Within one minute of scrolling through my feed I was interrupted by ads invading my wall; distracting me from my social experience and creating a mass of clutter.
However, when a company is able to engage me or create interest through a sponsored ad like answers.com has done, it makes it seem less sales-orientated and more integrated into my wall. Everyone will have different ads emerging on their wall based on their searches and interest, but if the ad doesn't create a spark in the users mind, it will be glanced over.
On the other hand, Snapchat advertisements will come through as “Stories” in the users “Recent Updates” giving consumers a choice to view the advertisement if they desire. Snapchat hopes that the ability to choose whether or not the user wants to see the ad will make the ads seem less intrusive. Snapchat tested their first official ad from Universal Studios new horror movie, “Ouija”. Choosing the “Ouija” movie preview was a smart choice for their first ad as Halloween was approaching and Snapchat’s market consists of a younger audience, allowing a smooth and engaging transition into ads. The exact number who received the preview or who watched the ad is not released, but Universal Studios mentioned that millions did view the ad. Since "Ouija", I have only noticed one additional consumer advertisement for the movie "Dumb and Dumber To", once again before the weekend release of the movie.
It will be interesting to see the reaction of Snapchat users and the amount of intrusion they feel as these ads become more apparent and common. Will the ads be another form of noise, or will they be accepted by Snap Chatters? Companies who are interested in putting ads on Snapchat will have to figure out a way to make overlooked advertisements interesting and engaging. If a company strategically creates their “Story” that is captivating and entertaining, they will have a chance to create or solidify relationships as well give users a way to look forward to their future ads. I do think Snapchat will have to be strict on who they allow to advertise on their platform. The younger audience will not be interested in less sexy industries like insurance, cleaning products, or bank ads unless they find a way to relate to them or make it fun (i.e. Mr. Clean).
They may be more willing to watch ads based on entertainment, music, clothing, technology, and food. If Snapchat keeps companies out that do not appeal to their user audience, it will be more likely that users will not consider Snapchat ads as sales pitches. As soon as Snapchat approves companies or ads that do not belong into the mix or use the correct appeal tactics, they can expect the same decline of users that Facebook faced when they allowed not engaging ads to overtake their platform.

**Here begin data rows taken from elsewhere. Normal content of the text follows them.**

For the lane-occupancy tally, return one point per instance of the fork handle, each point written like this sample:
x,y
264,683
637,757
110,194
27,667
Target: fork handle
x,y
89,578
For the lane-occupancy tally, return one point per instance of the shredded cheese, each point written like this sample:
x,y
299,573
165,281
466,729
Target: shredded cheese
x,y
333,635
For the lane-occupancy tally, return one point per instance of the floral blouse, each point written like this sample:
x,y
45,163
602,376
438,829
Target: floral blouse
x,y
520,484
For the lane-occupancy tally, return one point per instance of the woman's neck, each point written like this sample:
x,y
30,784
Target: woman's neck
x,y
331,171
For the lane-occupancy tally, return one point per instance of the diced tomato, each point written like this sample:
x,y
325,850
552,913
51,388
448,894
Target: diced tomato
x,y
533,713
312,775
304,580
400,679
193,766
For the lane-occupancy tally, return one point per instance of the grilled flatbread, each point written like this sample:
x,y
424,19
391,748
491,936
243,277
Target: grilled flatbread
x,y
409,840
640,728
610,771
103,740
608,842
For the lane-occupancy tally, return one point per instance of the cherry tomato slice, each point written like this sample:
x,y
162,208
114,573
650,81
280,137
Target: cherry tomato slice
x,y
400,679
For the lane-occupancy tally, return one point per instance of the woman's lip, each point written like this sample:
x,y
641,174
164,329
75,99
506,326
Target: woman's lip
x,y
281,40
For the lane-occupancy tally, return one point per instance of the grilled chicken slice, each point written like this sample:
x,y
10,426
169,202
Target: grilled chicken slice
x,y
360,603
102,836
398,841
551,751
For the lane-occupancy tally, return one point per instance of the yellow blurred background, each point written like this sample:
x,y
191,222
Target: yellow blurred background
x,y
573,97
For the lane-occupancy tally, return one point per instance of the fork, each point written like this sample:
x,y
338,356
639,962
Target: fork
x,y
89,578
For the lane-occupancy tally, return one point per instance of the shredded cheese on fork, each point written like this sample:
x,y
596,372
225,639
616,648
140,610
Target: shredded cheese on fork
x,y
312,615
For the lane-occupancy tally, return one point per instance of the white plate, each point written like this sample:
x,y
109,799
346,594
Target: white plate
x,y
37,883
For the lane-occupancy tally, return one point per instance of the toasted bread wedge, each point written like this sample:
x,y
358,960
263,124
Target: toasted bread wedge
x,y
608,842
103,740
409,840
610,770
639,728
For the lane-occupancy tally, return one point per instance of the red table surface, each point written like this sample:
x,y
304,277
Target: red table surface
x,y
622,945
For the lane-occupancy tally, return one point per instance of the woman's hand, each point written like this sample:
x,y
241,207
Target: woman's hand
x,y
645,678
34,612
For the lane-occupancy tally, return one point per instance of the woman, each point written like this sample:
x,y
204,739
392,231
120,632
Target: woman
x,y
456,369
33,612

Since the roll out with their advertisements, Snapchat has also integrated a new feature that will allow users to exchange money, “Snapcash”, by simply sending a dollar amount through their Snapchat messenger. Partnering with Square, the “Snapcash” will be delivered into the recipient’s bank account if both users have inputted their debit card information. The ad for “Snapcash” was sent out into users Snapchat messenger from Team Snapchat. It included a quirky song and flashy visuals.
This new feature is far from their original service, but could be a valuable addition to their platform. However, they have one issue; people are already concerned about the security of their information. As we all know, Snapchat has been breached by third party hackers, but Snapchat is ensuring that their partner, Square, will be secure and dependable. Snapchat will have to ensure the security of their users as well as double check that their information and transaction are being monitored for breaches. It may take a while for this new trend of "Snapcashing" to catch on, but I believe it will become a big hit if Snapchat can rebuild the confidence of their user.
What do you think the results of Snapchat's additions of advertisements and "Snapcash" will be on the user experience or user attitudes?